When 1-year-old Charlie bit the finger of his 3-year-old brother, their parents put their video on YouTube. It went viral, and by last month it had a record 433 million views. Politicians will do well to heed this as a lesson and a warning.
The Internet has added exponentially to a national habit of multiplying a rumor, a spoof or sometimes attack through word of mouth, graffiti (as “Kilroy was here”) and chain letters. Facebook, Twitter and YouTube can quickly spread a gaffe or video to millions. Email provides a powerful form of electronic chain letter when each recipient forwards an item to everyone on his or her address list, those recipients do the same and so on. Rapid growth of one of these communication flurries is known as “going viral,” like a disease epidemic.
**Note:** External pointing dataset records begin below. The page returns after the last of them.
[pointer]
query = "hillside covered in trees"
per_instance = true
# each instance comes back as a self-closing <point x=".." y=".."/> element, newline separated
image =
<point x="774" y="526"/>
Political activists have caught onto the power of viral communication, and some politicians have felt its sting. Barack Obama felt it as a U.S. senator in 2007, although as a beneficiary. A young woman on a video sang seductively, “I got a crush on Obama,” and it quickly went viral. He complained that the Obama Girl video had upset his daughters, but it helped him toward the presidency.
President Obama soon became a prime adverse target. False rumors spread through the Internet, often going viral, that he was not truly a U.S. citizen, that he wouldn’t allow a Christmas tree or religious ornaments in the White House, that he planned to impose a 1 percent tax on all bank deposits and that he received a Fulbright Scholarship that was awarded only to foreign-born students. All were found to be fraudulent. A widely circulated photograph seemed to show the president and his wife holding their left hands over their chests instead of their right hands over their hearts, but it had been doctored.
As the 2012 presidential campaign goes forward, viral Internet videos have spread false rumors as well as actual gaffes and helped torpedo the campaigns of Herman Cain, Rick Perry and Newt Gingrich for the Republican nomination.
Last month, Rick Santorum became a victim of an Internet smear when a fictional account of his supposed speech attacking heavy metal music as “satanic” went viral. Another viral attack, posted on Facebook, had him saying, “Gay pornography is the reason people choose the gay lifestyle or what I call the deathstyle. If we got rid of that, homosexuality would be gone within a matter of months. This is one of only a few things I see eye-to-eye on with the Taliban.” What he actually said was, “While the Obama Department of Justice seems to favor pornographers over children and families, that will change under a Santorum administration.” The rest was fictional.
Mitt Romney so far has gotten off relatively easy except for some of his actual gaffes that have gone viral, as when he said that his wife, Ann, “drives a couple of Cadillacs.”
One of the few attacks against Mr. Romney took the form of a group picture of him supposedly with his family displaying big letters that spelled “MONEY” instead of “ROMNEY.” Investigation revealed that it was a doctored version of a genuine AP photo of Mr. Romney with an actual Nevada family holding signs that spelled his name correctly.
More viral Internet smears can be expected as this election year goes on. They will come not only from political activists but also from the general public, which seems to suffer close to an addiction to humor and spoofs.
Fortunately, several organizations are watching the Internet to catch and expose fakes. Among them are FactCheck.org, a project of the Annenberg Public Policy Center, and David Emery’s About.com, owned by the New York Times.
People can do their part in stemming this ugly tide by simply pressing “delete” instead of the “forward” key when they get a phony email.